NCJ Number
115261
Journal
Criminal Justice Ethics Volume: 7 Issue: 2 Dated: (Summer-Fall 1988) Pages: 23-36
Date Published
1988
Length
14 pages
Annotation
This paper addresses the legitimate scope of criminal law, specifically with respect to legal moralism, which holds that the immorality of a class of action is a good reason for criminalizing that class of action.
Abstract
Classical legal moralist positions typically include not only arguments for the legitimacy of criminalization of immoral behavior, but an ideal set of rules and values which the law is to enforce. Other legal moralists argue that the State should enforce a moral consensus within its own community. Patrick Devlin and Ronald Dworkin defend this species of moralism on the ground that this position is required by democratic principles. Devlin argues that no satisfactory set of rational standards for the analysis and evaluation of moral judgments has ever been produced, and that none seems forthcoming.

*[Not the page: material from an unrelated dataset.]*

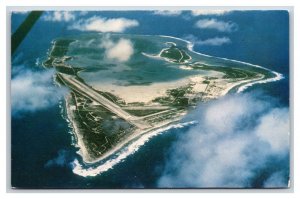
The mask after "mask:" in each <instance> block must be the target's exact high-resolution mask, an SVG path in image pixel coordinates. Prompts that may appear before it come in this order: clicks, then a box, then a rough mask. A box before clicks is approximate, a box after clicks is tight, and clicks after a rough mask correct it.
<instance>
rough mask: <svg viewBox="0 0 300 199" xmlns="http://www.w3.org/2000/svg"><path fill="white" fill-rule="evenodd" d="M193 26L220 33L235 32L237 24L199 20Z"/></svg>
mask: <svg viewBox="0 0 300 199" xmlns="http://www.w3.org/2000/svg"><path fill="white" fill-rule="evenodd" d="M195 26H196V27H197V28H200V29H214V30H218V31H220V32H232V31H236V30H237V24H235V23H233V22H224V21H219V20H217V19H200V20H198V21H197V22H196V24H195Z"/></svg>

Dworkin claims to have produced a set of rational standards for determining when a judgment is a moral judgment, but not for determining the judgement's correctness. A limited legal moralism is proposed that posits that a class of conduct is immoral only if it is identified as immoral and ought not be engaged in according to any reasonable moral code. This class of conduct ought to be discouraged under such conditions, but should be criminalized only if it is a serious enough wrong to justify permission to prevent others from doing it according to any reasonable moral code. Such an approach requires that moral positions be rationally defensible and that analogs of methodological models appropriate to nonmoral contexts can provide a bridge between what various moral positions stipulate and what behavior can be justifiably criminalized. 51 notes.